On Sage and Weeds, by Meghan Jusczak

While at the farm on Friday, I found myself thinking a lot about my childhood. This is mostly because, while growing up in what could be known as Adam Rome’s greatest suburban nightmare, I pulled a lot of weeds.

I was never an indoor kid; my parents didn’t let me play video games, and we didn’t have cable until I was in middle school. We also lived in an area of Pennsylvania that was developing as I was growing up, so although I lived in a suburban neighborhood, I always was a street or two over from farmland, woods and creeks. (That’s changed since then, of course).

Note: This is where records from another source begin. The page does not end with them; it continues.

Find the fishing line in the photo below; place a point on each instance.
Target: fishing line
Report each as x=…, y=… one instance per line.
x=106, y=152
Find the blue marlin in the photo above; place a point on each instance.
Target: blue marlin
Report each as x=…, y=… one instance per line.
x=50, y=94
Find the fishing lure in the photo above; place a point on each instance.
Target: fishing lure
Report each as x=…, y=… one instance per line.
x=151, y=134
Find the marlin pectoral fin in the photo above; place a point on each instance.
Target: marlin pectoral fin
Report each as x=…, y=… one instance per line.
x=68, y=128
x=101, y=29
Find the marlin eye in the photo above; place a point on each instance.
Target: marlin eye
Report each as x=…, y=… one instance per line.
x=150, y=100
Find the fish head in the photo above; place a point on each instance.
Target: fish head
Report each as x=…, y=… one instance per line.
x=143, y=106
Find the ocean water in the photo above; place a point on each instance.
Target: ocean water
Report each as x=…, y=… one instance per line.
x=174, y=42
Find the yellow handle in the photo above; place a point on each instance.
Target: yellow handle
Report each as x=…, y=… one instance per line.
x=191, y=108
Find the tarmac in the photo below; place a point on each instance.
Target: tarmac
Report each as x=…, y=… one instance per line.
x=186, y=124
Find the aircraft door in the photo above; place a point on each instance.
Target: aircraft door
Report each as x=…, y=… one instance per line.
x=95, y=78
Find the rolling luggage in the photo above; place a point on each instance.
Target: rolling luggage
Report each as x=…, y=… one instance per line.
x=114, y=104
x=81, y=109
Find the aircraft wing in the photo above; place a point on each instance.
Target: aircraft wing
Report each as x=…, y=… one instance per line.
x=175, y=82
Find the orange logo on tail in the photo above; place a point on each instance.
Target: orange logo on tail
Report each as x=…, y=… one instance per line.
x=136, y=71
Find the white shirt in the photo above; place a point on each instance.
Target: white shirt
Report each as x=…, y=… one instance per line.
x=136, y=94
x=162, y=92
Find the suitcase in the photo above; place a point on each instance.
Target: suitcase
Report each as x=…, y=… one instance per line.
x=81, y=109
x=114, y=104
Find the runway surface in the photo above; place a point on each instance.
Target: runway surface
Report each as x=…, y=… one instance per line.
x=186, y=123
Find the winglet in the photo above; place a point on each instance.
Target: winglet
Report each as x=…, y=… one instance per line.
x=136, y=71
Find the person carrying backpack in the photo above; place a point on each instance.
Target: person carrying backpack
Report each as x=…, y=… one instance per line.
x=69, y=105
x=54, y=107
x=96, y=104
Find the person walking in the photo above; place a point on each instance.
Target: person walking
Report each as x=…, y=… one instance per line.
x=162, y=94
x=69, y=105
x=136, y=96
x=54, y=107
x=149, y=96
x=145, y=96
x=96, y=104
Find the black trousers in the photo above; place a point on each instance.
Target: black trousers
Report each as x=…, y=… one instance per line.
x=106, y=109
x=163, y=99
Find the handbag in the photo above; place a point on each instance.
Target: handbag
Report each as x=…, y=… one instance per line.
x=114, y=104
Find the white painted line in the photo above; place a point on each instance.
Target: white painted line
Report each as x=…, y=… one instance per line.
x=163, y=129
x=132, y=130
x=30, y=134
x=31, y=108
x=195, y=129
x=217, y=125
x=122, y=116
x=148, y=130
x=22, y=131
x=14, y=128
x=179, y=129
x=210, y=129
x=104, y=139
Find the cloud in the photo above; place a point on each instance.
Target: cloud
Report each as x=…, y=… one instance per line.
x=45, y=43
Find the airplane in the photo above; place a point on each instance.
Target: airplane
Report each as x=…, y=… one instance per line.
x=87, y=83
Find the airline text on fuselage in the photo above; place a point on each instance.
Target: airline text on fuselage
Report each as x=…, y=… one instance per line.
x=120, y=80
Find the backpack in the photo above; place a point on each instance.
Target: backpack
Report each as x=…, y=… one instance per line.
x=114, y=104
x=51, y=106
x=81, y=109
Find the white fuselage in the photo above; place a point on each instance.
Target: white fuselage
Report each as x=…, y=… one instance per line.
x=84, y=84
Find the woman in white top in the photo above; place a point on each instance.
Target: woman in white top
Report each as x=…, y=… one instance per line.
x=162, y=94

My friends, sisters and I spent a good amount of time roaming around those areas, but I also spent a lot of my days in our yard. I went through a phase where I was really interested in bugs, and during that time—as I dug through our mulch and observed the lawn with careful precision—my parents encouraged me to begin to do some basic yard work. I would water our tomatoes, trim some of the bushes, but mostly I pulled weeds.

Bizarrely, this was one of my favorite pastimes. I had very intense concentration when I was younger, and nothing satisfied me more than putting that to use. Focusing in on each weed, grasping it correctly to ensure I pulled it out fully, with the roots—it fulfilled some calculated part of me that itches to fix anything I can reach.

I still enjoy getting into that zone, and this was more than evident to me at the farm this week. For most of the hour and a half I was there, I (along with a bunch of other classmates) removed invasive grasses from some of Nancy’s plots. We didn’t talk too much—it was mid-afternoon, and still very hot—but I didn’t feel bored at all. My mind felt like a laser beam (how’s that for naturalistic imagery?) and I felt present in my actions for the first time that entire week. That return to the focus I used to possess when I was a kid, when distracting screens were few and far between, was relieving in a way that’s hard to talk about. I was able to revisit my short-lived love of bugs on the farm as well—as we pulled the grasses, a spider with a heaving white egg sac scuttled around us.

Halfway through my time at the farm, however, something began to bother me. It was small, but the sadness of it stuck with me for the rest of the day. When a group of us had begun work on one particular patch, Nancy told us what plants to preserve in the ground—the sweet potatoes on the vine, some lamb’s ear, and a clump of sage. The sage was hard to distinguish, considering it was toward the edge of the patch where the invasive grasses were highest, but Nancy was sure to lift up its soft leaves and display it to us. For a time after that, I kept the sage in my brain. When other people, especially people who had recently arrived, headed toward that area, I lifted the leaves and showed them, just as Nancy had done.

As we continued the mindless, quiet work, we reached a point where we remembered to check the clump of sage, but could no longer find it. When I went over to pull back the grass and reveal the clump, I realized it had been pulled already, by mistake. It looked like it was already drying and dying as it lay there. The strange thing about it was that we had any clue which of us had pulled it—it could have been any of us.

We did it mindlessly. We had thought about the sage, kept it in the front of our brains for a time, and then we just tossed it aside.

When I think about my attitude toward sustainability in general, there is something striking about this experience, and the way it encapsulates how I think and feel about environmentalism. I go through bouts of passion and education, my eyes on the issues and my individual contributions to them—but then I quickly turn to something else. Especially after reading The Bulldozer in the Countryside, I know a lot of things are environmentally “wrong” about my behaviors—I have an extra refrigerator in my room, for example—but it is hard for me to gather the will to change the way I live entirely, to keep that knowledge at the front of my thoughts.

I am relatively educated about environmental issues, but so often that knowledge is swept away by thoughts that seem more immediate and deserving of my attention. Like, yes, perhaps the concept my air conditioning unit is inherently flawed, but I need my air conditioning, and I will complain like no one else if I’m sweating too heavily indoors. I’m hopeful this class will help me unpack these obsessions of mine (namely my obsession with precise comfort) and allow me to redirect these feelings. No one would pull the sage if they knew what they were doing was wrong—but they could do it if they’re not looking.